A warning to those who might do a little online research about Internet privacy software: The NSA is tracking you, a report by the German public broadcasting group ARD concludes, according to a story published by
The Independent.
Online users who search for such software, including the popular TOR, have their IP addresses logged by the National Security Agency and may be put on a list by the government for future monitoring. The spying was discovered through a review of leaked source code linked to the NSA's "XKeyscore" software.
Such software was described by exiled NSA whistleblower Edward Snowden, who says the government can use it to monitor "nearly everything" a user does online.
TOR, or The Onion Router, masks a user's online activity by bouncing through a computer network that makes tracking difficult to trace. It is free software that was funded originally by the U.S. military, the Independent noted.
But according to
Wired, simply doing a private search is enough to flag you to the NSA as an "extremist,' a potential legal issue over the authority of the federal agency to track citizens who may have no interest in anything nefarious.

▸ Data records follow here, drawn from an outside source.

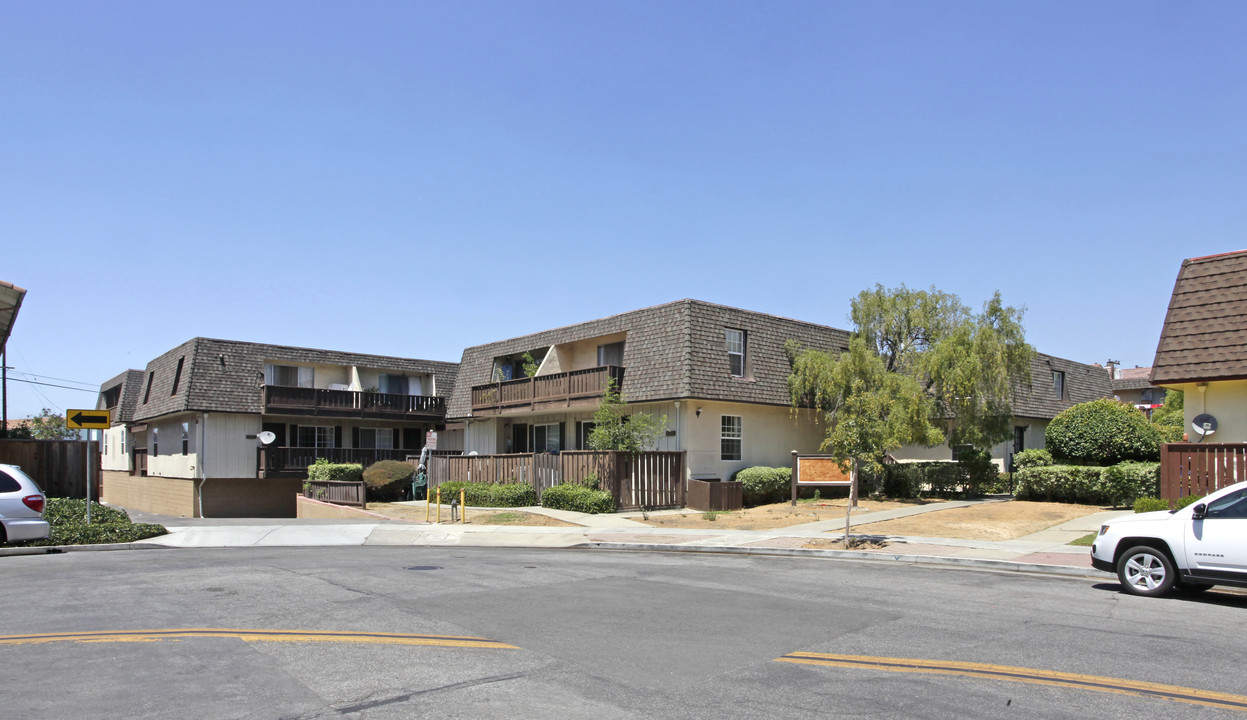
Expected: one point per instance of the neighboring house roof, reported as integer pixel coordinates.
(1205, 332)
(1083, 383)
(672, 351)
(225, 376)
(129, 384)
(10, 302)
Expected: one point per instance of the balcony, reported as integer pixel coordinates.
(545, 392)
(281, 399)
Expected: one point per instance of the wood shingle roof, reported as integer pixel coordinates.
(1205, 332)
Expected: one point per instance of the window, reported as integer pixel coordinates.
(736, 352)
(287, 376)
(730, 438)
(316, 437)
(177, 374)
(377, 438)
(610, 355)
(393, 384)
(545, 438)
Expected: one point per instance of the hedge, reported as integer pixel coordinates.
(577, 498)
(1119, 484)
(326, 472)
(488, 494)
(67, 520)
(1102, 432)
(761, 484)
(385, 479)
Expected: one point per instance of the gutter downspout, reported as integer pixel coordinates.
(202, 456)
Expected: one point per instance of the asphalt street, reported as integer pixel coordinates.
(384, 632)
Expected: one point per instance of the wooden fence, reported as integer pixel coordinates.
(654, 479)
(337, 492)
(57, 466)
(1201, 468)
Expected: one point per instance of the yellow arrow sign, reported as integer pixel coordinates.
(87, 419)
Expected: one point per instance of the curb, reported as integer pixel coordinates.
(933, 560)
(57, 549)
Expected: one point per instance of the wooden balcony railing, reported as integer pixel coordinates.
(558, 389)
(351, 403)
(293, 462)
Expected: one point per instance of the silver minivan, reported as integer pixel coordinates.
(21, 507)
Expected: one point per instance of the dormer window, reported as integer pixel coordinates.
(736, 352)
(287, 376)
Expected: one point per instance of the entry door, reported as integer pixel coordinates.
(1215, 544)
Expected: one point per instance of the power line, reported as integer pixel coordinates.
(52, 386)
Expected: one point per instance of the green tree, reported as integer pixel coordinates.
(922, 368)
(615, 429)
(49, 426)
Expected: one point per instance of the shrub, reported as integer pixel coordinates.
(1061, 484)
(579, 498)
(385, 479)
(1102, 432)
(1150, 504)
(1126, 482)
(67, 520)
(761, 484)
(1038, 458)
(489, 494)
(72, 512)
(324, 472)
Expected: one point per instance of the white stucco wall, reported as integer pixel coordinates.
(1225, 401)
(112, 458)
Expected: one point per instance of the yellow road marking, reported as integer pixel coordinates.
(256, 637)
(1030, 675)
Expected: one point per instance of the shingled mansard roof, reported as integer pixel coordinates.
(1083, 383)
(1205, 333)
(129, 384)
(225, 376)
(672, 351)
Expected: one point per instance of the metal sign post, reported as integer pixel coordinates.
(89, 421)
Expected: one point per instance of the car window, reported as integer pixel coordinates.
(1232, 505)
(8, 483)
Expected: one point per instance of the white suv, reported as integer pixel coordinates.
(21, 507)
(1195, 548)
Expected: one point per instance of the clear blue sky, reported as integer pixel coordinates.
(412, 177)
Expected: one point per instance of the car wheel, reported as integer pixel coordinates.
(1145, 570)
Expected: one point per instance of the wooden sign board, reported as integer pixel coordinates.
(821, 471)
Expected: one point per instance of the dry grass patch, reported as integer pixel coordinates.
(770, 517)
(1004, 520)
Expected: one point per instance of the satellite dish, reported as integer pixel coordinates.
(1203, 424)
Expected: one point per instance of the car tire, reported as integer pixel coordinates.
(1145, 570)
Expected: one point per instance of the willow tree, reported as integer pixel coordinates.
(920, 369)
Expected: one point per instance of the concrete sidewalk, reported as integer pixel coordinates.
(1045, 552)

"Under [the Foreign Intelligence Surveillance Act] there are numerous places where it says you shouldn't be targeting people on the basis of activities protected by the First Amendment," Kurt Opsahl, deputy general counsel for the Electronic Frontier Foundation, told Wired.
"I can’t see how this activity could have been properly authorized under FISA. This is suggesting then that they have come up with some other theory of authorizing this."
The findings also contradict longstanding NSA claims that its surveillance targets only those suspected of engaging in activity that threatens national security.
"They say, 'We're not doing indiscriminate searches,' but this is indiscriminate," Opsahl notes. "It’s saying that anyone who is looking for those various [services] are suspicious persons."
The NSA pushed back on any notion it was targeting citizens unfairly through XKeyscore,
Computer World reported.
"The communications of people who are not foreign intelligence targets are of no use to the agency," the agency noted in a statement to ARD.